Un an après, les journalistes remettaient de l’huile sur le feu avec des sujets sur le harcèlement à l’école et, quelques mois plus tard, avec la diffusion d’un pseudo-documentaire à charge. On aurait pu penser, puisque c’était un documentaire, qu’ils auraient fait une enquête, mais ce n’était que de la mise en scène obscène. J’ai alors rencontré un groupe de profs syndiqués du collège qui se battaient vraiment pour les gamins dans un coin très touché par les problèmes sociaux.
Le but était de déconstruire le travail des journalistes, en analysant les images avec un sociologue des médias, afin d’essayer de comprendre ce qui a mal tourné.
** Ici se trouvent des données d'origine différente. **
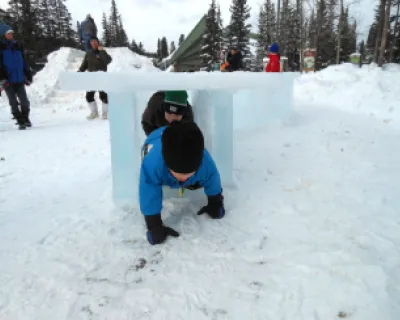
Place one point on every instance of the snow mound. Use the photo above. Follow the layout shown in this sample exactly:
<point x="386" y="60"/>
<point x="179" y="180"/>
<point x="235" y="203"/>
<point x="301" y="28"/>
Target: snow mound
<point x="125" y="60"/>
<point x="45" y="88"/>
<point x="46" y="80"/>
<point x="369" y="89"/>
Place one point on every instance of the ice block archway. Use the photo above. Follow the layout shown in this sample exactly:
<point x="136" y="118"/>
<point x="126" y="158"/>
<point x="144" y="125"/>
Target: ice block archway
<point x="214" y="97"/>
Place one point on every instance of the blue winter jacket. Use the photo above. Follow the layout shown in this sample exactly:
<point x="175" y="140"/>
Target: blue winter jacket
<point x="154" y="174"/>
<point x="13" y="65"/>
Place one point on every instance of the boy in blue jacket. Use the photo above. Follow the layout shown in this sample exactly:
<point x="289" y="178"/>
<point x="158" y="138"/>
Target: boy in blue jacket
<point x="15" y="73"/>
<point x="175" y="156"/>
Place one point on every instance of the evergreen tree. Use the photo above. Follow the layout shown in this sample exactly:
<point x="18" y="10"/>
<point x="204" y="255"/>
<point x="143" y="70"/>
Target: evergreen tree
<point x="211" y="38"/>
<point x="266" y="31"/>
<point x="239" y="29"/>
<point x="141" y="49"/>
<point x="181" y="39"/>
<point x="133" y="46"/>
<point x="43" y="26"/>
<point x="172" y="47"/>
<point x="345" y="50"/>
<point x="118" y="36"/>
<point x="106" y="32"/>
<point x="312" y="31"/>
<point x="164" y="48"/>
<point x="159" y="56"/>
<point x="325" y="42"/>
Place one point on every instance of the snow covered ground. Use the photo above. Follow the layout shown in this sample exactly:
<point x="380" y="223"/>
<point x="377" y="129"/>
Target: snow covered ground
<point x="311" y="233"/>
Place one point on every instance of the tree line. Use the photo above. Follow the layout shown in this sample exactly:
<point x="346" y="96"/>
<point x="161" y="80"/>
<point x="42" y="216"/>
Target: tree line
<point x="383" y="42"/>
<point x="326" y="27"/>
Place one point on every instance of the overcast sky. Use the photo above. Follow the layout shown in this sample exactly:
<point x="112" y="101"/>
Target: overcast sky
<point x="148" y="20"/>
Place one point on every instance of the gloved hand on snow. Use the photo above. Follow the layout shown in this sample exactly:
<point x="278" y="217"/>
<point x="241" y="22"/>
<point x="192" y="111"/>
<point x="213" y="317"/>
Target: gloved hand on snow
<point x="156" y="232"/>
<point x="215" y="207"/>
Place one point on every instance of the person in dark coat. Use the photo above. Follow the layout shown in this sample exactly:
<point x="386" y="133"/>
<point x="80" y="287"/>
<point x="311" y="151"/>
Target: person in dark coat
<point x="175" y="156"/>
<point x="234" y="61"/>
<point x="165" y="107"/>
<point x="88" y="31"/>
<point x="15" y="73"/>
<point x="96" y="59"/>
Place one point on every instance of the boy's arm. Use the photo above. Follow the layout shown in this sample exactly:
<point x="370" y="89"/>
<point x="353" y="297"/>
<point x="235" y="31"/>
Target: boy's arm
<point x="150" y="195"/>
<point x="150" y="190"/>
<point x="212" y="186"/>
<point x="105" y="56"/>
<point x="84" y="64"/>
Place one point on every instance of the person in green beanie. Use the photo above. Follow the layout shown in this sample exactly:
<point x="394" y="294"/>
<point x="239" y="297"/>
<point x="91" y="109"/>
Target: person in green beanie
<point x="164" y="107"/>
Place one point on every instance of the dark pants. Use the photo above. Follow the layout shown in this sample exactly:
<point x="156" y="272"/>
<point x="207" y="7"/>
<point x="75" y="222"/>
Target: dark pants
<point x="102" y="94"/>
<point x="87" y="44"/>
<point x="14" y="93"/>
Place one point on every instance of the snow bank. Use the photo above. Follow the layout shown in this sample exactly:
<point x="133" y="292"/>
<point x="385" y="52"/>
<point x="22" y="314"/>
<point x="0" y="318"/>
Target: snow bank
<point x="46" y="80"/>
<point x="369" y="90"/>
<point x="126" y="60"/>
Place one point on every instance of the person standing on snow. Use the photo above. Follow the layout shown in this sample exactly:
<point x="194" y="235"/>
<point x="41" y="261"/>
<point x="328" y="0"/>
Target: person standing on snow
<point x="88" y="31"/>
<point x="234" y="61"/>
<point x="96" y="59"/>
<point x="175" y="156"/>
<point x="273" y="64"/>
<point x="165" y="107"/>
<point x="15" y="73"/>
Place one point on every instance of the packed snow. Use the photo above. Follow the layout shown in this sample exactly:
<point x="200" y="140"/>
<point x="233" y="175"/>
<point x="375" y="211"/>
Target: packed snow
<point x="312" y="231"/>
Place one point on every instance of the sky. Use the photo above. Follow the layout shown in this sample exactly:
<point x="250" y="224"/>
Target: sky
<point x="147" y="20"/>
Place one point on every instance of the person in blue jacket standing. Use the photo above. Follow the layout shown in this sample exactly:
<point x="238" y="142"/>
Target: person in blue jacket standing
<point x="88" y="31"/>
<point x="15" y="73"/>
<point x="175" y="156"/>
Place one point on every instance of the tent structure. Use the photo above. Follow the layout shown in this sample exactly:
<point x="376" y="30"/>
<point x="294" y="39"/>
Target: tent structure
<point x="187" y="56"/>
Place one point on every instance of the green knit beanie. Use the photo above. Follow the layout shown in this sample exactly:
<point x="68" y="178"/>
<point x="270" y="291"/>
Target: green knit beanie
<point x="176" y="98"/>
Voila la genèse de l’histoire.
Qu’en est-il selon vous de la liberté de la presse dans ce genre de situation ?
La liberté de la presse oui, mais pas n’importe comment. Il y a deux pans de réflexion.
D’abord celle sur les pratiques de base des journalistes et l’accélération des mauvaises qui deviennent détestables. Les interviews sont faites n’importe comment, les sujet sont traités à la va-vite, tout cela s’inscrivant dans une logique capitaliste du traitement de l’information, course à l’audience et concurrence des médias.
Le deuxième axe est que les médias ne sont pas là pour ouvrir le débat mais pour trancher entre le bien (l’émotion) et le mal (les institutions), cette vision binaire crée une mauvaise information qui nuit à l’environnement. Or ici on est face à une population en détresse morale et sociale qui a été massacrée par le capitalisme. En prenant le prétexte d’un fait divers, on cristallise les tensions sociales et on lève les différentes catégories de populations les unes contres les autres, favorisant ainsi la gestion politique de l’émotion faisant le jeu du FN.
Cas d’école pose en particulier une question : « la peur est-elle devenue une denrée médiatique et politique ? »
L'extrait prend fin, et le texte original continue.